Поздно ночью (Билли и я были давно в постели, да и папа с мамой тоже) я услышал шаги в прихожей. Но света не включали. Я бы мог его увидеть: дверь в Биллиной комнате закрывается неплотно. Когда в прихожей горит лампа, внизу светится тонкая полосочка.
— Он шастает по прихожей,— прошептал я Билли. Но она уже спала. Я натянул одеяло на уши и подумал: вот что бывает, когда вешаешь себе на шею обменного ребенка! Посмотрим, что из этого выйдет.
Но даже эта мысль не доставила мне радости. От шагов в прихожей становилось грустно.
Вторник, 21 июля
Джаспер опять спал до обеда, потом выпил два литра молока и упрятался в своей комнате.
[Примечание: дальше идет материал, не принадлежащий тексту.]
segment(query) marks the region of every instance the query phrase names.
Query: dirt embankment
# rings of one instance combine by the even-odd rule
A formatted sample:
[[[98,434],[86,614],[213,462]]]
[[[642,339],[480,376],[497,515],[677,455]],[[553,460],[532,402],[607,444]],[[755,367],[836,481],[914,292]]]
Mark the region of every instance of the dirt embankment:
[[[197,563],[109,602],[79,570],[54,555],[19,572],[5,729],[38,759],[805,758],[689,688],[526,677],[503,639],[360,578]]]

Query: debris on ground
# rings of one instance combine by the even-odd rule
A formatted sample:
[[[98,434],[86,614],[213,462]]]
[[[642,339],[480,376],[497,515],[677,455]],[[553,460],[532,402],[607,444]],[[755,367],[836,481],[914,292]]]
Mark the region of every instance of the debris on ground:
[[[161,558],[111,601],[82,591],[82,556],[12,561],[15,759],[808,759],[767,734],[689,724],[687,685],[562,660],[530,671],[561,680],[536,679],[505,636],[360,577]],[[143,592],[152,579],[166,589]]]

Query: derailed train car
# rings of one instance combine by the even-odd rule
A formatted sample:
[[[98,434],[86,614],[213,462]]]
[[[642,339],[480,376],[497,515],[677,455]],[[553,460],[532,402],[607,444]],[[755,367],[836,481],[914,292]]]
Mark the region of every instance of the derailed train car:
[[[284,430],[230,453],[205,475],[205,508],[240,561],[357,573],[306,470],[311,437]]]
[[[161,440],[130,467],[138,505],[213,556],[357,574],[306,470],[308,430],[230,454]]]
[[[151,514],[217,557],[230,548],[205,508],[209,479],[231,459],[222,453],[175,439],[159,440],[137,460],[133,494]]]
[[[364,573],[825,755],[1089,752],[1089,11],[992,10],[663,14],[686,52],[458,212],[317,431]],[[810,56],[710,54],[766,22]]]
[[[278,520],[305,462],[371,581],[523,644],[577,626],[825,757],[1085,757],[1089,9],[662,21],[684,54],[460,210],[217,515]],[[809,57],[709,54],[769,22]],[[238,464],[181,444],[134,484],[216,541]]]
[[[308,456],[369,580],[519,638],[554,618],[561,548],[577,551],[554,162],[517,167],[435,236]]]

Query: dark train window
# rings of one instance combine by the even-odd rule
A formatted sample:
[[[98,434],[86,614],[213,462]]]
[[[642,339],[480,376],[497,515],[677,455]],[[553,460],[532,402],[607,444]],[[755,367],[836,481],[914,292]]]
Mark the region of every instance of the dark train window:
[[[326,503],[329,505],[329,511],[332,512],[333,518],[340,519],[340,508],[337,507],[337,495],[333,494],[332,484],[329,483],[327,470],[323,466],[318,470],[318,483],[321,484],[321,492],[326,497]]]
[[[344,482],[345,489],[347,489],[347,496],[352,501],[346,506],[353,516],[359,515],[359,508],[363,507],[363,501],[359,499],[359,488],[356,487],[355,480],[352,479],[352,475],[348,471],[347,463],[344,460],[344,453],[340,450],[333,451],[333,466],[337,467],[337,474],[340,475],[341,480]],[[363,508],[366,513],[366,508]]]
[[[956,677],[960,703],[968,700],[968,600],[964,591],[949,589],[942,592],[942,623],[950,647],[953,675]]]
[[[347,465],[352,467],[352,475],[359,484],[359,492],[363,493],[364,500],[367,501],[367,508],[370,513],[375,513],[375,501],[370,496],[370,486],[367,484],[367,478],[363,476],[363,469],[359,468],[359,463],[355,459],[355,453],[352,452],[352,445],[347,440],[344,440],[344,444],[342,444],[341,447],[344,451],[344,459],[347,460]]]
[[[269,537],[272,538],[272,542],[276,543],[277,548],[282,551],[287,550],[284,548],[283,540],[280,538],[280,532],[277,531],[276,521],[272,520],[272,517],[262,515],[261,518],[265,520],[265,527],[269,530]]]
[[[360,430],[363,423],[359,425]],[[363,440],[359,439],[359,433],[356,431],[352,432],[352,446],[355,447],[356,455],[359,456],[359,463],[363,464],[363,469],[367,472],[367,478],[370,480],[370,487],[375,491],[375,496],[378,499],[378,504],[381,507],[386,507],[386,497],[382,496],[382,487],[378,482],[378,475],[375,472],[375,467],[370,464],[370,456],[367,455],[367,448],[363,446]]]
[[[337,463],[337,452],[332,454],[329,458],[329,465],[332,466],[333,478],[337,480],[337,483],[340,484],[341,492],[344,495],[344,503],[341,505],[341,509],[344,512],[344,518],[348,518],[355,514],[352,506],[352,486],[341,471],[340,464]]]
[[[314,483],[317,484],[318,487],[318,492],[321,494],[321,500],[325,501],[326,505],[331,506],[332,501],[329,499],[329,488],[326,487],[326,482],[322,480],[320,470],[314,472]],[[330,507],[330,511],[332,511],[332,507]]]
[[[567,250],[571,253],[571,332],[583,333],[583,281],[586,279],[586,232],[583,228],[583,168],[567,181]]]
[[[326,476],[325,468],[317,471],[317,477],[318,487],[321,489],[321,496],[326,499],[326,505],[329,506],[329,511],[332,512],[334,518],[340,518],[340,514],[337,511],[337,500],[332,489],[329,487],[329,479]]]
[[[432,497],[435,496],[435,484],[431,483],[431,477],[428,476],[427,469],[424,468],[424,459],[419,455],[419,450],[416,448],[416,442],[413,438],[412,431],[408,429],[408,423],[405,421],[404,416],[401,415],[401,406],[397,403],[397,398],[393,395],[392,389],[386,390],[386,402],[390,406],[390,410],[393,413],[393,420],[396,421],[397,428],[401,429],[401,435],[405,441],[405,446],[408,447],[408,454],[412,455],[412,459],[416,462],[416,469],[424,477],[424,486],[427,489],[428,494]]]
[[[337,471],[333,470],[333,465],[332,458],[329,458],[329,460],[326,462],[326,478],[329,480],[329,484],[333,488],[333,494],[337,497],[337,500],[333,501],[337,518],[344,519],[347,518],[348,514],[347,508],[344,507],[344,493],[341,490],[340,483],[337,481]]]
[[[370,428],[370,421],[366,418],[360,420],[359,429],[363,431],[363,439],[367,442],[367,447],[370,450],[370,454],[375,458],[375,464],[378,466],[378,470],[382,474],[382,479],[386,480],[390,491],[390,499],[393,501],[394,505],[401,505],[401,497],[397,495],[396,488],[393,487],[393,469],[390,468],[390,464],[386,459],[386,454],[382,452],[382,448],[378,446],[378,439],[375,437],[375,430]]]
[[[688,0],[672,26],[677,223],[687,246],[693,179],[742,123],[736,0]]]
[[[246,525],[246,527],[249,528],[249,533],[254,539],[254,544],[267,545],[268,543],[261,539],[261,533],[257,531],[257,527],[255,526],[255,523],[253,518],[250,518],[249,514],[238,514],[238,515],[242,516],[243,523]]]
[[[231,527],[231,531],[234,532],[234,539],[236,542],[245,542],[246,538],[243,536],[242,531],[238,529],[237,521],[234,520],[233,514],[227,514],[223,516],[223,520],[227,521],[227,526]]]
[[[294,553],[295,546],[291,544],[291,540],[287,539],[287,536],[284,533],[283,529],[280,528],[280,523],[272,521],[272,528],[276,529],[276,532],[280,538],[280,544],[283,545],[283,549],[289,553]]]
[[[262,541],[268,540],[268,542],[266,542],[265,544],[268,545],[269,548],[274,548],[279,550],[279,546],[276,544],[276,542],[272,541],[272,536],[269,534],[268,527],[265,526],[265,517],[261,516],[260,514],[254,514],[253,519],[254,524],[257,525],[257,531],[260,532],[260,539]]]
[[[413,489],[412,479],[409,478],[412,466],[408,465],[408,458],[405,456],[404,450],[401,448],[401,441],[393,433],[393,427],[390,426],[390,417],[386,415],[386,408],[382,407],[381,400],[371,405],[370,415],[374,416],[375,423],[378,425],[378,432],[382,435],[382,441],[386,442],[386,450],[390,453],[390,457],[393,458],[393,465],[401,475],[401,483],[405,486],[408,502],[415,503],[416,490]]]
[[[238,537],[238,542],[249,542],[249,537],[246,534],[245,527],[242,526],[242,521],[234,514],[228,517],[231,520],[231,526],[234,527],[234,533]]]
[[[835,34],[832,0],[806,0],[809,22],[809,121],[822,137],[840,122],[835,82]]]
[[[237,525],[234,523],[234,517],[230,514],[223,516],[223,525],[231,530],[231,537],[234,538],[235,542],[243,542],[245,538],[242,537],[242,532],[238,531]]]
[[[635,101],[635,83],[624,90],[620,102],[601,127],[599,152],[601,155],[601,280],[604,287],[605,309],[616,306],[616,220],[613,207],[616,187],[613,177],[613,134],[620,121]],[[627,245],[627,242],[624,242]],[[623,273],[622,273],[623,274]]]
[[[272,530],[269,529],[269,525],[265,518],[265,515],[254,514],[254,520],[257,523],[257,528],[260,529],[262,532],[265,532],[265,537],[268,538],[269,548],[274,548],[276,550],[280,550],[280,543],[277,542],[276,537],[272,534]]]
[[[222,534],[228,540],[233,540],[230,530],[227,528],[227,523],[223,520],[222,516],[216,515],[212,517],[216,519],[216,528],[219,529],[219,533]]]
— Так больше не может продолжаться,— нервно сказала мама.
Вечером позвонили господин и госпожа Пикпир. Папы еще не было. А мама отправилась в молочный магазин.
Трубку взял я. Но понял только, что говорят Пикпиры из Лондона. Они хотят знать, как поживает их сын. Пришлось звать на помощь Билли. Билли взяла трубку и стала слушать. Потом, отведя трубку от уха, сказала: «Они опять приняли меня за маму!» (Это нравилось ей чрезвычайно.) Затем Билли пробормотала пару раз уже в трубку: «No, oh no!» («О нет, нет!»), «Really no!» («Действительно нет!» и «No, no, he is a nice fellow. I like him!» («Нет-нет, он славный парень. Он мне нравится»)— Еще послушала и позвала Джаспера: "Jasper, your parents!" («Джаспер, твои родители!»).
Джаспер вышел из комнаты в роскошных длинных трусах. Билли передала ему трубку. Джаспер послушал, потом, покачав головой, передал трубку Билли. Из трубки доносился шум и треск. Связь с Лондоном прервалась.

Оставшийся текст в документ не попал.